Here's how it's done in San Francisco. The Planning Department staff or the Planning Commission, or even the Board of Supervisors, decides to draw up a new plan for an area. Maybe it's because there have been too many controversies there, or because it seems like a good idea to either change or preserve the character of that neighborhood — how the buildings and streets look and are used. There is some squabbling about the boundaries, and then the process of creating a plan begins. The public is invited to give input at community meetings, given handouts, shown slides, and given a chance to ask questions or make criticisms. Six months later, the planners come back with a modified version of the original idea, pass out handouts, show the slides and ask for comments. This gets repeated for a decade.
Or perhaps somebody wants to develop a piece of property. Maybe they hold a community meeting and present the idea (which is probably pretty far along). Some people like it and drop out of the process, while opponents rally for a showdown. In the meantime, the Planning Department staff cranks up a study of all the environmental damage the project could do. Years later there's a hearing, then appeals.
Average San Franciscans are cut out of the process, nobody seems to have a clear idea of what urban planning can and cannot do, and sometimes it seems that the process itself is the product.
It's not a great system. We can do better.
Why the system doesn't work
It's hard not to notice at community meetings and public hearings that the crowd doesn't look much like San Francisco. Look around on the bus, in the streets, at clubs and at the grocery store. Are these the people engaged in the discourse about the future of our city?

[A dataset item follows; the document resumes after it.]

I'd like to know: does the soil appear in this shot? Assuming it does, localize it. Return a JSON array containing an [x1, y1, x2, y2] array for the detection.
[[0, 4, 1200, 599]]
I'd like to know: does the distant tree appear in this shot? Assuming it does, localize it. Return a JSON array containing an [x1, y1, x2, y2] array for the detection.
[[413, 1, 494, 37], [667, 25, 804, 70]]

There's a good chance you don't go to community meetings or hearings either. I don't blame you. But people do want to be heard and, believe it or not, we'd have a better city if they were.
It's easier to see why people don't participate than why they do:
- Irrelevance: Unless their view or parking space is in danger, most people just don't see what city planning has to do with their lives. How would you explain to a single mom in the Tenderloin, a teenager in the projects, a couple starting to look for a place to buy, or a grocer what planning can do to make their daily life better or worse? It's too abstract.
- Inertia: Plans are underway all over the city: Treasure Island; Mid-Market; the so-called Eastern Neighborhoods, which encompass fully 25 percent of the city; Market/Octavia; Transbay. But they seem never to end.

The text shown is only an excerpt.